Disclosure of Invention
The invention aims to: to the problem that prior art exists, provide a flow detection system with data analysis and internet data sharing function, solve current water supply and drainage flow detection more need manual operation, and the inconvenient problem of data storage.
The invention aims to be realized by the following technical scheme:
a flow detection system with data analysis and internet data sharing functions comprises:
the measuring host is used for sending measuring data to the mobile terminal or receiving an operating instruction of the mobile terminal through a short-distance wireless communication technology;
the cloud server is used for storing the measurement data uploaded by the mobile terminal;
and the mobile terminal is used for uploading the measured data to the cloud server, checking and downloading the data stored by the cloud server from the cloud server, analyzing the measured flow data and judging whether the current flow value is normal or not.
As a further technical scheme, the specific steps of analyzing the measured flow data and judging whether the current flow value is normal by the mobile terminal include:
(1) the mobile terminal acquires operation pipeline information;
(2) measurements on working linesThe host sends the current measured value u to the mobile terminal in real timeCurrent measured valueComparing the current measured value uCurrent measured valueAnd uRated valueObtaining a set of difference values, if the set of difference values are not larger than the corresponding threshold value TuRated valueIf so, the flow is normal; otherwise, the flow rate is abnormal.
As a further technical scheme, u isCurrent measured valueAs uHistorical valueStoring in a database, and determining the u of the measured operation pipeline in the databaseHistorical valueWhen the quantity of the measured operation pipeline reaches the set quantity, calculating the probability of occurrence of the abnormal flow of the measured operation pipeline through linear regression, drawing a trend curve, and predicting the possible abnormal flow.

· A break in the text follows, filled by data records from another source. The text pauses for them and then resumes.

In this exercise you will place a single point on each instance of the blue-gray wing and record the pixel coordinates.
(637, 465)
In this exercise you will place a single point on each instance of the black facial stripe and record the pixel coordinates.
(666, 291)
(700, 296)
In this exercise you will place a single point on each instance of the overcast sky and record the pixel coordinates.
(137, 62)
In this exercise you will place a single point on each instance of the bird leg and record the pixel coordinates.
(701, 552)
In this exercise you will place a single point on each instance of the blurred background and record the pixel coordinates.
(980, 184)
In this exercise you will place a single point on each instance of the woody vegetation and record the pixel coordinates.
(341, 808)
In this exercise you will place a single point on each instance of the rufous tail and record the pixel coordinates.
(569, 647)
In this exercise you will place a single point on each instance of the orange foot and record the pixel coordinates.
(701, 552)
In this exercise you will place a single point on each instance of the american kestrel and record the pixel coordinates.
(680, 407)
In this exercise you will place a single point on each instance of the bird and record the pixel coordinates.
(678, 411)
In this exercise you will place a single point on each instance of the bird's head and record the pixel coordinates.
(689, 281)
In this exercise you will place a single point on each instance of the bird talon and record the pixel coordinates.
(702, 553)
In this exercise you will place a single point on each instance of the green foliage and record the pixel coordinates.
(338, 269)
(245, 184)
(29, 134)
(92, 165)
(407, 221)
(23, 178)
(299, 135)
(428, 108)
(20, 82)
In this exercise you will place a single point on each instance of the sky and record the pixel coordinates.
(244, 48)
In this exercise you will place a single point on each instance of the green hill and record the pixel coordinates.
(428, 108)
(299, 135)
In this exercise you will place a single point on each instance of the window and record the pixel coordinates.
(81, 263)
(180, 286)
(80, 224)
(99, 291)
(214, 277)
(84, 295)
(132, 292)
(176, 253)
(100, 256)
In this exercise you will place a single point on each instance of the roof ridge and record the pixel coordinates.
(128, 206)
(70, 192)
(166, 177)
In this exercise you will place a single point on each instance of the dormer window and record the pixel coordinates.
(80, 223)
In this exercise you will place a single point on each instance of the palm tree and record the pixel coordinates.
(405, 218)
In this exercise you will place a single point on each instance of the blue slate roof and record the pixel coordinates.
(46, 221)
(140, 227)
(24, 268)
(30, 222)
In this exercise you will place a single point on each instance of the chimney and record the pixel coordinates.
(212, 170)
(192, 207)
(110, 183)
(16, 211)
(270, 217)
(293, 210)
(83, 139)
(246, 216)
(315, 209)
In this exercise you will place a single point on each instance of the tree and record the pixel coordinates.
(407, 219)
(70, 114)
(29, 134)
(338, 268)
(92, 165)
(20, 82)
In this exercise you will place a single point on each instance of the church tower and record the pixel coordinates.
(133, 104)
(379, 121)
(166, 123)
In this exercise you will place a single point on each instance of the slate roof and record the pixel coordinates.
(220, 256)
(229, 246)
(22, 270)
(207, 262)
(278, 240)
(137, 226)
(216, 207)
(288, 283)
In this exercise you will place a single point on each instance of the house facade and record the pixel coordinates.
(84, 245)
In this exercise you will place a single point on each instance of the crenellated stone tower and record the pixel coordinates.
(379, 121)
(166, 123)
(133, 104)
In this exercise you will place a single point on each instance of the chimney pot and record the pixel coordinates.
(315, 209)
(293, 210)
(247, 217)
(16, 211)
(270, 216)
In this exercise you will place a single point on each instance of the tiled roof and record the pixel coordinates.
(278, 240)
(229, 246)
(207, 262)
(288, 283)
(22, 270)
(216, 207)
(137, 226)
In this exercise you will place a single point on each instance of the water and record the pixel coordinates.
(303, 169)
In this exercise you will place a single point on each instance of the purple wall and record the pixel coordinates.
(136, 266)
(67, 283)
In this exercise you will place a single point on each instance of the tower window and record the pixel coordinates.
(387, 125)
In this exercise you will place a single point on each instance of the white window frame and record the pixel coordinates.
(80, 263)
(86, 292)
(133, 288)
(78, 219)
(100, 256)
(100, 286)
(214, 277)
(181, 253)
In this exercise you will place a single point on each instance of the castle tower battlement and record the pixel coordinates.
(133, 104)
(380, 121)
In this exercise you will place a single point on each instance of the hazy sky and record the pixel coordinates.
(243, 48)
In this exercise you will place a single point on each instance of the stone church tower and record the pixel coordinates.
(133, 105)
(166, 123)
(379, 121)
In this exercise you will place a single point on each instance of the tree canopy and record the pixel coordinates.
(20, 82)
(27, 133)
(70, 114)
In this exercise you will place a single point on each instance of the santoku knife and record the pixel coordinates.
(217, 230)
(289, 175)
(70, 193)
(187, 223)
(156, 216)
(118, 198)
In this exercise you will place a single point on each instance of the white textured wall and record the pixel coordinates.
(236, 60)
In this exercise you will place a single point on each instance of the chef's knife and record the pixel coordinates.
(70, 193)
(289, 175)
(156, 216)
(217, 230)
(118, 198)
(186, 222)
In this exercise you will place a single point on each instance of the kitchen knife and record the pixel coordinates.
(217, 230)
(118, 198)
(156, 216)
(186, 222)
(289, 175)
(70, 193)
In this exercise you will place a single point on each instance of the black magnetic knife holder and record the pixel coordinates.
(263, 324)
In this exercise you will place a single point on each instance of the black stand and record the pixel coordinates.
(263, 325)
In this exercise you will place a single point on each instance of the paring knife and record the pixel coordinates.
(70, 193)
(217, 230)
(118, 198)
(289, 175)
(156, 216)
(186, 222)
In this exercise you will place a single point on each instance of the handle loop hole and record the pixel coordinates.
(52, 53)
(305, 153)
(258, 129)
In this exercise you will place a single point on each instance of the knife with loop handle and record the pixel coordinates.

As a further technical solution, a specific method for predicting a possible flow abnormality is as follows: when the trend line is suddenly changed, the phenomenon of abnormal flow of the measured drainage system is judged; when the trend line shows monotonous decrease, the phenomenon of abnormal flow of the measured drainage system is judged.
As a further technical solution, the trend line is obtained as follows:
putting the time and the flow value into a Cartesian coordinate system, wherein the flow value fluctuates along with the change of the time, and the linear relation is set as follows: (x) ax + b;
the error of each point can be expressed as: e ═ f (x)i)-yi)2;
The square of the total error is:
different a and b will make the value of tau different, and according to the multiple calculus, when:
then taking the minimum value;
solving the above equation system to obtain a, b, and obtaining the equation f (x) of the trend line.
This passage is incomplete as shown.